## NEW REVERSE CONVERTER DESIGN FOR 4-MODULI SET $\{2^{2n}, 2^{n+1}-1, 2^{n/2}+1, 2^{n/2}-1\}$

## SIANG-MIN SIAO<sup>1</sup>, MING-HWA SHEU<sup>1</sup>, YIN-TSUNG HWANG<sup>2</sup> YI-CI WANG<sup>1</sup> AND KUAN-TA LEE<sup>1</sup>

<sup>1</sup>Department of Electronic Engineering National Yunlin University of Science and Technology No. 123, University Road, Section 3, Douliou, Yunlin 64002, Taiwan { g9813707; sheumh }@yuntech.edu.tw

<sup>2</sup>Department of Electrical Engineering National Chung Hsing University No. 145, Xingda Rd., South Dist., Taichung City 402, Taiwan

Received October 2015; accepted January 2016

ABSTRACT. This paper presents an efficient reverse conversion algorithm for four-moduli set  $\{2^{2n}, 2^{n+1} - 1, 2^{n/2} + 1, 2^{n/2} - 1\}$  with 4n-bit dynamic range (DR). Based on new Chinese remainder theorem II (CRT-II), the new algorithm for reverse converter is developed, and then the converter architecture is proposed. The advantage of the proposed design has shorter bit-width CPA (carry propagate adder) with EAC which is the main function in converter hardware. Therefore, it not only improves conversion delay, but also achieves low hardware cost and power consumption. For VLSI implementing based on TSMC 90 nm CMOS process, the proposed converter obtains 32.1% area-power-delay (APD) and 21.8% area-delay (AD) saving at least when compared with related fourmoduli sets.

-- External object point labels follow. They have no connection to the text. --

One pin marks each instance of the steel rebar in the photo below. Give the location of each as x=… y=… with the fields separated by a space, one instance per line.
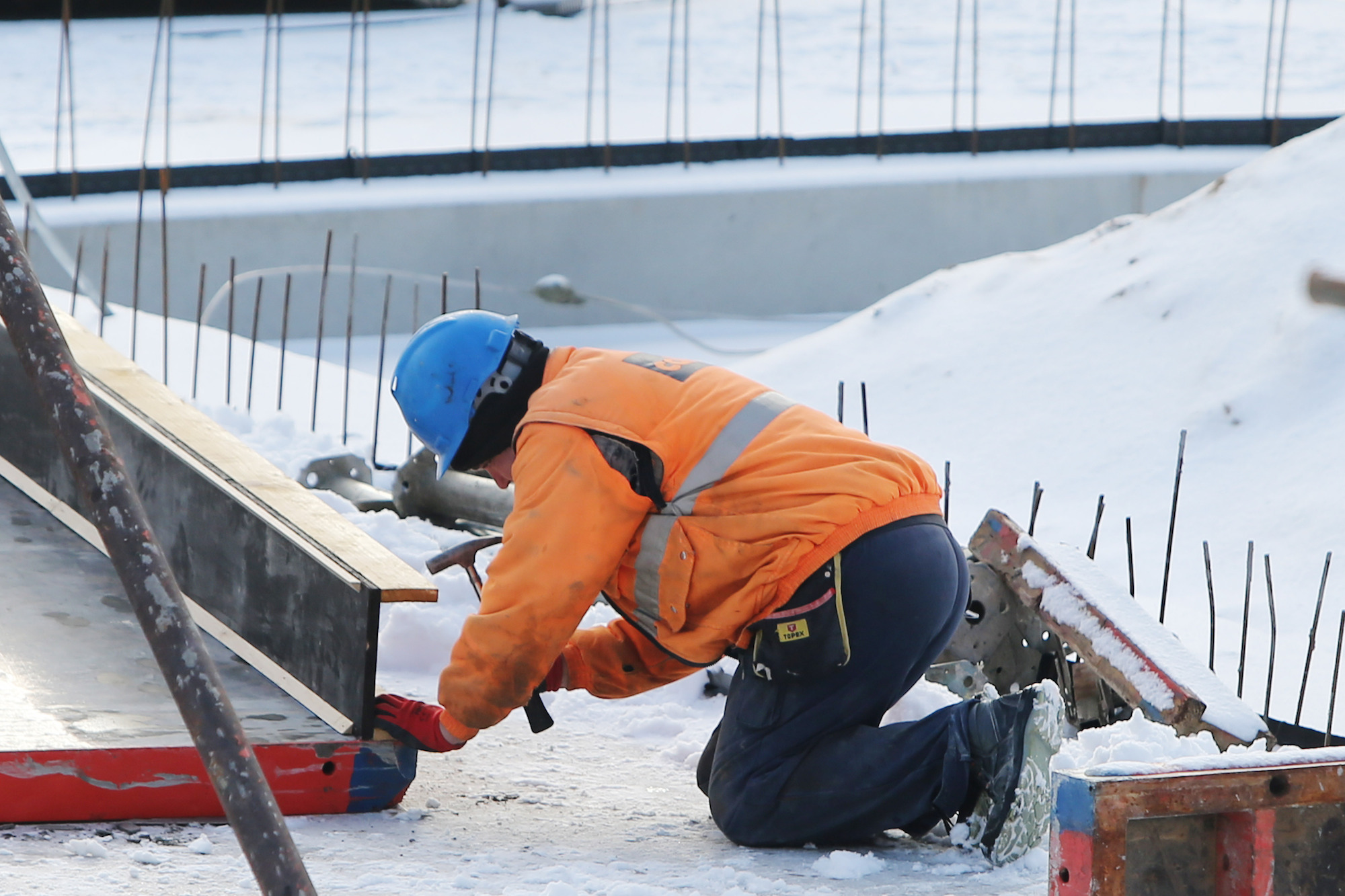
x=379 y=385
x=1336 y=674
x=350 y=330
x=318 y=342
x=1270 y=666
x=1036 y=502
x=1210 y=585
x=252 y=353
x=115 y=507
x=948 y=489
x=1093 y=540
x=229 y=338
x=1130 y=557
x=1172 y=529
x=284 y=338
x=201 y=307
x=1312 y=639
x=1247 y=610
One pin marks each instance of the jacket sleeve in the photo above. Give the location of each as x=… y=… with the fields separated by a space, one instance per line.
x=574 y=521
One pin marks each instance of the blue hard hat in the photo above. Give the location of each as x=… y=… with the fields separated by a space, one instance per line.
x=442 y=372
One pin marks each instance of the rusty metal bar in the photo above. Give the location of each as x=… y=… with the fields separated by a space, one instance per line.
x=116 y=510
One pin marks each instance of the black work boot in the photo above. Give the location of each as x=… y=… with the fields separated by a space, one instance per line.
x=1012 y=743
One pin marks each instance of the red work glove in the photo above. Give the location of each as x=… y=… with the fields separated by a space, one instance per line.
x=414 y=723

Keywords: New CRT-II, Dynamic range, Reverse converter, Residue number system

1. Introduction. Many modern DSP applications, such as filter [1], error detection [2], cryptography [3], and sign detection [4], etc., need high-performance operations. When compared with the traditional binary number system, the residue number system (RNS) contains non-weighed and carry-free features. These two benefits can reduce power consumption and improve parallelism [5]. In RNS hardware structure, reverse converter is the most complex part, and its circuit performance is mainly dependent on moduli set selection. First, the moduli set can decide system parallelism and complexity of converter. Second, the moduli set needs enough DR magnitude which can support data range of applications. According to the above analysis, three-moduli sets  $\{2^n - 1, 2^n, 2^n + 1\}$ [6] and  $\{2^{2n+1}-1, 2^n, 2^n-1\}$  [7] have the disadvantages of low parallelism and less DR. Next, five-moduli sets, such as  $\{2^n, 2^{2n-1} - 1, 2^{n/2} - 1, 2^{n/2} + 1, 2^n + 1\}$  [8], and  $\{2^n, 2^{2n+1}-1, 2^{n/2}-1, 2^{n/2}+1, 2^n+1\}$  [9], have higher parallelism. Their converter architectures are more complex so that they have the worst performance in terms of cost and speed. In general, four-moduli sets  $\{2^{2n}, 2^{n+1}-1, 2^{n/2}+1, 2^{n/2}-1\}$  [10],  $\{2^n-1, 2^n, 2^n, 2^{n+1}-1, 2^{n/2}-1\}$  $2^{n}+1, 2^{2n+1}-1$ ,  $\{2^{n}-1, 2^{2n}, 2^{n}+1, 2^{2n+1}-1\}$  [11], and  $\{2^{n}-1, 2^{n}, 2^{n}+1, 2^{n+1}+1\}$ [12] can provide better condition to design reverse converter to overcome drawbacks of converters of three- and five-moduli sets. From the hardware viewpoint, the converter architecture always contains long bit-width CPA blocks which will dominate and delay. For improving converter performance, reducing CPA blocks and shortening bit-width CPA are essential to design an efficient reverse converter.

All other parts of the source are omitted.